Putin Restoring ‘Left Fascism’ of the Late Soviet Period, Ikhlov Says

March 23, 2015
Nikita Khrushchev

Staunton, March 2 — Putinism is first and foremost the restoration of the “left fascism” that Nikita Khrushchev launched with his attacks on the cultural avant-garde in December 1962, that spread to Poland under Gomulka, and that was overthrown by perestroika and the 1991 revolution, according to Yevgeny Ikhlov.

Influenced by the arguments of Umberto Eco, the Moscow commentator says that “left fascism’ in no case should be confused with the leftist tendency in Nazism,” a trend associated with Colonel Rohm, “where anti-bourgeois attitudes predominated,” because it is a unique combination.

“Left fascism,” Ikhlov says, “is left because it is anti-market and quasi-collectivist, but it is fascism because it is a form of a militant and most primitive philistinism and cultivated the most conservative trends in art and science.” It was opposed by the generation of the 1960s with their “humanist and democratic Leninism” and ultimately stopped by perestroika.

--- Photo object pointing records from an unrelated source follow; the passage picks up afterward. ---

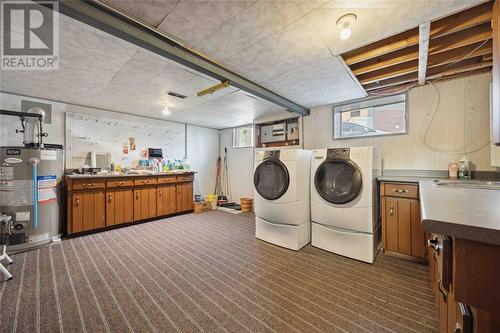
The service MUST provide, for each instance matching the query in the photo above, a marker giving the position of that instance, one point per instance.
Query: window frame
(252, 131)
(369, 99)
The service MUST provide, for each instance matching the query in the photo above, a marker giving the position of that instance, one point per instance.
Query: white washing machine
(282, 197)
(344, 205)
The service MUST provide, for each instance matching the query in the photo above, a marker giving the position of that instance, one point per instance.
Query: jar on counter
(453, 170)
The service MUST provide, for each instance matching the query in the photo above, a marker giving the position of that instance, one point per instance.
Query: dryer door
(338, 181)
(271, 179)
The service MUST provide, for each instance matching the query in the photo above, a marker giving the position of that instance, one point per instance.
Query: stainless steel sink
(475, 184)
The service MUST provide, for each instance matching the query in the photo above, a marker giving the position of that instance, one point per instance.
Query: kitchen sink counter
(463, 212)
(405, 179)
(108, 175)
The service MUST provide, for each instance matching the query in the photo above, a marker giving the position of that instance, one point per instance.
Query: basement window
(373, 116)
(243, 137)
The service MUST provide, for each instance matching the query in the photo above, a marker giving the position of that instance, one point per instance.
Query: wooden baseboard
(419, 260)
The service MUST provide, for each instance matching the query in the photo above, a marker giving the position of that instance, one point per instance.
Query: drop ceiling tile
(258, 21)
(149, 11)
(191, 21)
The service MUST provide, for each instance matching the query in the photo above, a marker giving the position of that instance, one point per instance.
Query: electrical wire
(452, 151)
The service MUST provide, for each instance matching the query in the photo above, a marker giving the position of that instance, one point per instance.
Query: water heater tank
(30, 196)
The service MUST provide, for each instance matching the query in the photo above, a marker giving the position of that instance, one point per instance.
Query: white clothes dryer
(282, 197)
(344, 205)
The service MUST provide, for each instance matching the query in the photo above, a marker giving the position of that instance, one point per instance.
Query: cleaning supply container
(246, 205)
(212, 199)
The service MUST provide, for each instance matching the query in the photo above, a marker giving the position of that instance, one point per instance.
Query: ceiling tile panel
(192, 21)
(151, 12)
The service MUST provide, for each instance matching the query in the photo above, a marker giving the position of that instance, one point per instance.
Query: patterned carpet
(208, 273)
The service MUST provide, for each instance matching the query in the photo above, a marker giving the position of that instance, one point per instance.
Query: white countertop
(466, 213)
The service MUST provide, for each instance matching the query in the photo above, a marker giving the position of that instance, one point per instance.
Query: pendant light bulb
(346, 31)
(345, 22)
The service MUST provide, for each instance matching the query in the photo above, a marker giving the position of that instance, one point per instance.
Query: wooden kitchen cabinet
(95, 202)
(167, 195)
(401, 226)
(144, 203)
(86, 211)
(119, 206)
(184, 196)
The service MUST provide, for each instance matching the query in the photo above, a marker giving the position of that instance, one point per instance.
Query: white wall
(462, 118)
(202, 152)
(8, 136)
(202, 143)
(240, 166)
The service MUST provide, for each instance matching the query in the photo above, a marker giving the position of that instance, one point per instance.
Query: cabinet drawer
(145, 181)
(167, 180)
(185, 178)
(119, 182)
(88, 184)
(401, 190)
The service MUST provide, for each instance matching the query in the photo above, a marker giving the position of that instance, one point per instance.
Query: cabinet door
(93, 210)
(404, 226)
(166, 199)
(418, 248)
(172, 198)
(391, 224)
(76, 212)
(110, 208)
(160, 195)
(184, 197)
(119, 206)
(128, 206)
(137, 204)
(151, 202)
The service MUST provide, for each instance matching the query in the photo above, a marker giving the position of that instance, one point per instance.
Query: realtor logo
(30, 35)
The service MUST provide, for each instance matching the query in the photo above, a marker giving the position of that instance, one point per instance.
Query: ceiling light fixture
(345, 22)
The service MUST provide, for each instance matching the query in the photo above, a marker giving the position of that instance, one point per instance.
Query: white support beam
(423, 50)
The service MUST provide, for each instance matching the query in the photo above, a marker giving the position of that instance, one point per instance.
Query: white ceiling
(289, 47)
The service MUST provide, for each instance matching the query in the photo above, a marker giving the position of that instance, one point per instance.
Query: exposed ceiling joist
(451, 24)
(459, 39)
(423, 51)
(437, 59)
(432, 73)
(386, 60)
(391, 44)
(441, 44)
(382, 87)
(98, 16)
(488, 56)
(462, 20)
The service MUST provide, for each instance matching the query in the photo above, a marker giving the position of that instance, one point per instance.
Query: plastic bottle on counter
(464, 168)
(453, 170)
(186, 165)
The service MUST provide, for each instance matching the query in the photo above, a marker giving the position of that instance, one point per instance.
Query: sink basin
(475, 184)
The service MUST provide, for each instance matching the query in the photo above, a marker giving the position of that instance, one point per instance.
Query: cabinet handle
(467, 319)
(434, 243)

Putinism, which arose in reaction to this as a kind of “counter-revolution, has returned the fascist tendency completely. To this point, there have not been any anti-market or Soviet cosmopolitan elements in the state ideology. [And] therefore Brezhnev’s ‘left fascism’ became ‘rightist’ and classical,” which in turn is “ever more becoming the essence of Putinism.”

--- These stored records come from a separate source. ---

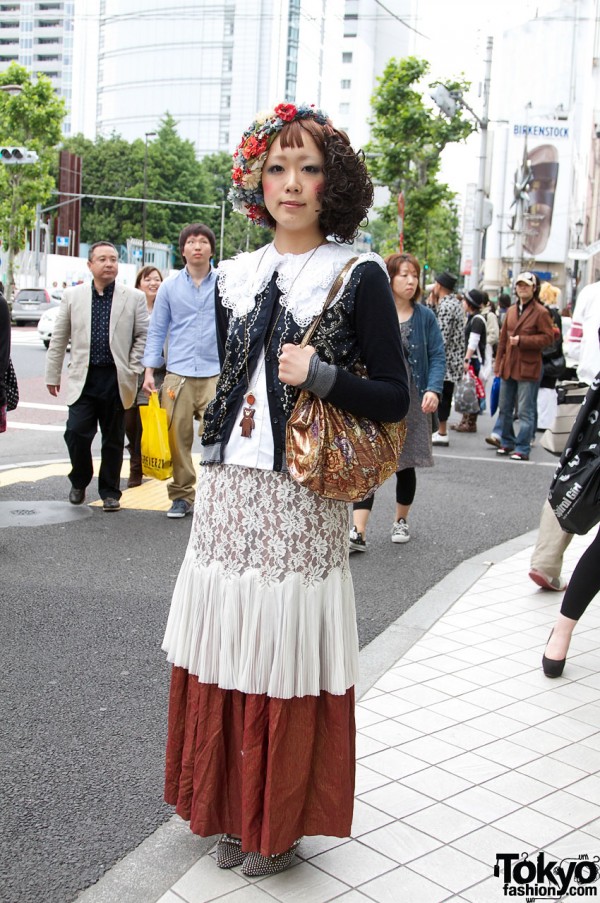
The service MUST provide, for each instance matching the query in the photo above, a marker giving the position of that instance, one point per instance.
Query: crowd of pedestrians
(261, 632)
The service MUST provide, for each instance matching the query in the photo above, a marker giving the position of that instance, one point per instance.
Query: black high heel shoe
(553, 667)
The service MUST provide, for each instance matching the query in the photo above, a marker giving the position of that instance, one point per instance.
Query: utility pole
(147, 135)
(448, 101)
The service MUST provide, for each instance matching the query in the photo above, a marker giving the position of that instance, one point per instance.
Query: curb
(145, 874)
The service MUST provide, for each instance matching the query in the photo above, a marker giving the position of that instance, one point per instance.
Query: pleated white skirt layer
(264, 601)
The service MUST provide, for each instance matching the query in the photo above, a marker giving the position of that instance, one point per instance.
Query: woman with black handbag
(4, 357)
(575, 498)
(262, 628)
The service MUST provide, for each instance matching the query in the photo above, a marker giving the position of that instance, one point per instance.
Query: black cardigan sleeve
(385, 395)
(4, 346)
(221, 320)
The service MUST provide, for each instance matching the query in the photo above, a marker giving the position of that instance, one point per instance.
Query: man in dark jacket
(526, 330)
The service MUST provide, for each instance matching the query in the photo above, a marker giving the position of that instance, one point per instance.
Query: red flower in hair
(286, 111)
(254, 147)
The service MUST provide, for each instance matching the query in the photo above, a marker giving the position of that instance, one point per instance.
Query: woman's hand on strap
(430, 403)
(293, 364)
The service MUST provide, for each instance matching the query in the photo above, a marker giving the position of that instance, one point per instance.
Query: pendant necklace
(247, 422)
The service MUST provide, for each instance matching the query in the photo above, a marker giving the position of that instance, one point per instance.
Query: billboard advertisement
(548, 145)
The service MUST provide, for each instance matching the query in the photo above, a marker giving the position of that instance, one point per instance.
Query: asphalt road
(83, 608)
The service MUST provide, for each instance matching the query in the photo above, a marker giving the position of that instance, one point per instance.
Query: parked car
(29, 305)
(46, 325)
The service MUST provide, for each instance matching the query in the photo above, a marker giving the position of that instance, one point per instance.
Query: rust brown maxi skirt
(262, 637)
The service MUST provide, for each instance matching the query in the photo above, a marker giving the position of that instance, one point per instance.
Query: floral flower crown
(249, 157)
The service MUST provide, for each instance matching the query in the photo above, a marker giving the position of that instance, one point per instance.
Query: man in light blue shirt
(184, 312)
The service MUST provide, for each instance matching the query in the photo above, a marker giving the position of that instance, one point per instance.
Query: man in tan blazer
(107, 325)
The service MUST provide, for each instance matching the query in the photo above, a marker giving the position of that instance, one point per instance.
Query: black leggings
(406, 487)
(585, 582)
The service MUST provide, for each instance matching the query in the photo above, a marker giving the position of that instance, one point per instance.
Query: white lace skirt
(264, 601)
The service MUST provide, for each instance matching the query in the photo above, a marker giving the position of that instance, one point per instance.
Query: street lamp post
(146, 136)
(448, 101)
(578, 231)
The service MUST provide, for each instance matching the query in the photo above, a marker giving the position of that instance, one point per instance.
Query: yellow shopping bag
(156, 454)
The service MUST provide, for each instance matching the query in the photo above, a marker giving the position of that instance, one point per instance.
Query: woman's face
(405, 282)
(293, 180)
(150, 284)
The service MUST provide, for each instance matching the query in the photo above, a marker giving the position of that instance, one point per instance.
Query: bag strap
(337, 284)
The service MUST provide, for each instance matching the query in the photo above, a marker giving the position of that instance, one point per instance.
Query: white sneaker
(400, 531)
(357, 543)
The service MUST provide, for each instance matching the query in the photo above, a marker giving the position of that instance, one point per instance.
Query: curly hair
(393, 264)
(348, 192)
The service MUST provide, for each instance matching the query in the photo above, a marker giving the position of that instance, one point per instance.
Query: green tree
(112, 166)
(404, 154)
(239, 233)
(31, 119)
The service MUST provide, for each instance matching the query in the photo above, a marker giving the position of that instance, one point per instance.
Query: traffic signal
(17, 155)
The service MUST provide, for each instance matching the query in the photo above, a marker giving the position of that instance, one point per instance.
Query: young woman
(262, 630)
(424, 349)
(148, 280)
(583, 586)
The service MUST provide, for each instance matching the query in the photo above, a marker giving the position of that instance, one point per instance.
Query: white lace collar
(303, 284)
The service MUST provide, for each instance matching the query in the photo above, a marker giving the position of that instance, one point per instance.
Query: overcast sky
(456, 36)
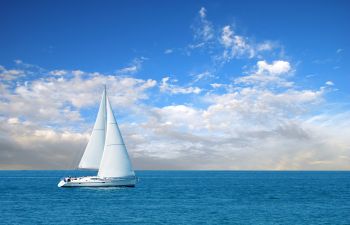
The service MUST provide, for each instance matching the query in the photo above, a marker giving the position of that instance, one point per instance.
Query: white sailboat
(106, 152)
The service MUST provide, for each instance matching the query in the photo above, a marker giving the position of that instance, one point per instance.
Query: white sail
(94, 149)
(115, 159)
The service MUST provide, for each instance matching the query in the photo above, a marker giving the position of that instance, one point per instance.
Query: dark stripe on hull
(131, 186)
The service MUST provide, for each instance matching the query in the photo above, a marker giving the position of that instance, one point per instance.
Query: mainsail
(115, 159)
(94, 149)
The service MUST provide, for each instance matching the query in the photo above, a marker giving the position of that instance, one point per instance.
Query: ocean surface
(179, 197)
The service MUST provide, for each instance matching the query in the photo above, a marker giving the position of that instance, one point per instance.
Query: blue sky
(253, 73)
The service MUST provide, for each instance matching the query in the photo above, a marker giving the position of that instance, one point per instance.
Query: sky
(195, 85)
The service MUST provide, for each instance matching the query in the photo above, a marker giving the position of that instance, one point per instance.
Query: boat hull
(97, 182)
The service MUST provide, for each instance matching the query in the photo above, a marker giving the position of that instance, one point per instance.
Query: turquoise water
(179, 197)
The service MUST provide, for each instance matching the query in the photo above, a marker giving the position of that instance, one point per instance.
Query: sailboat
(106, 152)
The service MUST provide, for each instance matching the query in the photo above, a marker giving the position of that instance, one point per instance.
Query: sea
(179, 197)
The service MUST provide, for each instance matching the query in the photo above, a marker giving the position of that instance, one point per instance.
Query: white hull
(95, 181)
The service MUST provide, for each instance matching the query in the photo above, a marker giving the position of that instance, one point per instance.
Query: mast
(93, 152)
(115, 159)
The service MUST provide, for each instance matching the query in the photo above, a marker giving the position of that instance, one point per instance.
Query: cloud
(12, 74)
(59, 99)
(203, 29)
(134, 66)
(330, 83)
(339, 50)
(168, 51)
(58, 72)
(167, 87)
(268, 74)
(224, 43)
(206, 75)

And the invocation by the Kremlin of notions about “a sacred tradition” which identifies Sevastopol “as a Russian Zion” is “yet another very broad step toward Russian state fascism” to which, Ikhlov argues, Putin is moving the country.

For some, Ikhlov’s discussion may seem merely a playing at words and definitions, but in fact, his argument is an important one, especially in the Russian context. Moscow, both under the Soviets and now, has always been loath to talk about the real name of the Nazis, the National Socialists, because of the socialist component that was part of Hitler’s ideology.

The Moscow commentator has been one of the leaders in restoring attention to this aspect of fascism, and his latest comment further clarifies the situation by stressing the differences as well as the fundamental similarity between left Nazism of the Rohm variety and the left fascism of the kind once on offer under Brezhnev and now again under Putin.